Last fall, almost 70 percent of Milwaukee voters approved an ordinance that would guarantee workers seven paid sick days a year. Last Friday, as reported in the Milwaukee Journal Sentinel, Judge Thomas Cooper of the Milwaukee County Circuit Court ruled the ordinance invalid and unconstitutional. Though he rejected the claims of the Metropolitan Milwaukee Association of Commerce that mandatory paid sick leave was unconstitutional, he came to a disturbing conclusion about the rights of domestic violence survivors.
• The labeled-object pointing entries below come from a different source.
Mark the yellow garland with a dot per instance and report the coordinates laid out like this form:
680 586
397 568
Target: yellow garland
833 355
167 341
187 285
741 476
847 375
In summarizing the judge’s findings, labor and employment attorney Daniel J. Finerty (of Milwaukee law firm Godfrey and Kahn) paraphrased the judge’s views on granting sick leave for people dealing with issues of domestic or sexual violence:

The objectives of the Ordinance in providing domestic violence leave were not rationally related to the overall objectives of the Ordinance, were without any rational basis in the legislative history and, as a result, render the Ordinance unconstitutional.

The judge also ruled that the ordinance had been passed unconstitutionally because the language on the ballot did not mention that paid sick days would include days spent dealing with domestic violence. This second argument may have some merit, but the idea that “providing domestic violence leave [is] not rationally related to the overall objectives of the Ordinance” is at best misguided and at worst offensive.
Paid sick leave is predicated on the idea that all workers have the right to take basic steps to protect their own and their family members’ health, without losing their jobs. Domestic violence constitutes just as much of a threat to the health and safety of all its victims as a serious illness does. To ignore, diminish, or brush aside this fact is an insult to every woman who lives in justified fear of what her husband might do next. When a woman knows that she needs to seek shelter, or go to court, in order to prevent her abuser from harming her or her children, she should not have to gamble her job against her life. There is absolutely no reason she should not be allowed to use a paid sick day in such a situation.
For too long, victims of domestic violence have been blamed for their plight, held responsible for their abusers’ actions, and seen as weak. Judge Cooper’s ruling perpetuates and encourages this offensive view, and it should not be allowed to stand as precedent.